Compute the standard deviation of this distribution using the information about the
standard deviation from the population distribution. Do you get the same standard
deviation as the computer program got?
10. At what sample size did the sampling distribution of sample means look like the
normal curve?
Now let’s repeat the whole process using a different population distribution. This time
imagine that if you created a probability histogram of the tickets in the box, that the
distribution would look like a normal curve with mean = 0 and standard deviation = 1.
11. If you could compute the average of all of the tickets in the box, what would the
average be?
Let’s create the probability histogram for the tickets in the box.
12. What is the name of that probability histogram?
Type
Clt, samples(50000) n(1) dist(n) normal
[draw 1 ticket with replacement from
the box of tickets which has a normal
distribution, 50000 times]
13. Describe the shape of the distribution. Does it look like a normal curve? Is the mean
of that probability histogram the same value as the population average? If not exactly,
why not? Jot down the standard deviation.
Now let’s imagine that we are going to repeat the process of drawing some tickets at
random with replacement from this box an infinite number of times, compute the sample
average each time, and create a probability histogram of all of those sample means.
14. What is the name of that probability histogram?
Type
clt, samples(50000) n(2) dist(n) normal
[repeat the process 50,000 times, draw 2
tickets at random with replacement, compute
the sample average each time, plot the
histogram of the 50,000 sample averages]
15. Describe the shape of the distribution.
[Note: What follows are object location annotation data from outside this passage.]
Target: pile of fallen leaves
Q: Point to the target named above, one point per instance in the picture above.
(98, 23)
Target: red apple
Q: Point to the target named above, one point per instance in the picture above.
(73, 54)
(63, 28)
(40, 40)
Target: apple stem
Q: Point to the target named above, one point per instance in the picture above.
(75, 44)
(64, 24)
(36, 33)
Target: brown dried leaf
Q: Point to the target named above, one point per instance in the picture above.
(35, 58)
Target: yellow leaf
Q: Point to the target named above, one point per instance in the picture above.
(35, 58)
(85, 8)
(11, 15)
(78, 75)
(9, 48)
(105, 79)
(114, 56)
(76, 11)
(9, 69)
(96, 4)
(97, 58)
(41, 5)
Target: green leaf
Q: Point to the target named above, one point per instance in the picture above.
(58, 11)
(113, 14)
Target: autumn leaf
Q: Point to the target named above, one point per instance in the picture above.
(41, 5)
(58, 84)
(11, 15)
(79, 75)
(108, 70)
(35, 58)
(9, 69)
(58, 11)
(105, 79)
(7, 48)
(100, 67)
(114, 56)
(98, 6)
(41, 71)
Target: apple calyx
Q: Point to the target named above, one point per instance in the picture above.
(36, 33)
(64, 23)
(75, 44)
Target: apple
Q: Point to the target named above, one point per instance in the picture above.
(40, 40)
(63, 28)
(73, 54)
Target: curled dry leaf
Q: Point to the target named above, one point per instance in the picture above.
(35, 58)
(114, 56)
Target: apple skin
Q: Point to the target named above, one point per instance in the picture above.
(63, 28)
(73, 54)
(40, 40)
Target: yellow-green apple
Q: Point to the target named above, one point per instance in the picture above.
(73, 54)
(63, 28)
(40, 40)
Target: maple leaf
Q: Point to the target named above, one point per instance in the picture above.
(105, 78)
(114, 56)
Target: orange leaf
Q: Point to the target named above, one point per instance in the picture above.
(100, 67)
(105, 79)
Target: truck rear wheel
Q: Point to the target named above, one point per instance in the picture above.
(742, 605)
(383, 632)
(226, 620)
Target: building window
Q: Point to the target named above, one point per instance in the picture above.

Does it look like a normal curve? What is the
mean of this distribution? Is it very close to the population mean? If it’s off a bit, why?
Compute the standard deviation of this distribution using the information about the
standard deviation from the population distribution. Do you get the same standard
deviation as the computer program got?
Type
clt, samples(50000) n(20) dist(n) normal
[repeat the process 50,000 times, draw 20
tickets at random with replacement, compute
the sample average each time, plot the
histogram of the 50,000 sample averages]
16. Describe the shape of the distribution. Does it look like a normal curve? What is the
mean of this distribution? Is it very close to the population mean? If it’s off a bit, why?
Compute the standard deviation of this distribution using the information about the
standard deviation from the population distribution. Do you get the same standard
deviation as the computer program got?
Type
clt, samples(50000) n(100) dist(n) normal
[repeat the process 50,000 times, draw 100
tickets at random with replacement, compute
the sample average each time, plot the
histogram of the 50,000 sample averages]
17. Describe the shape of the distribution. Does it look like a normal curve? What is the
mean of this distribution? Is it very close to the population mean? If it’s off a bit, why?
Compute the standard deviation of this distribution using the information about the
standard deviation from the population distribution. Do you get the same standard
deviation as the computer program got?
18. At what sample size did the sampling distribution of sample means look like the
normal curve?
19. Please describe:
a) how this lab illustrates the central limit theorem
b) the conclusion that you draw about the value of the population average and
the average of the sampling distribution of sample means.
What to turn in: all the numbered sections.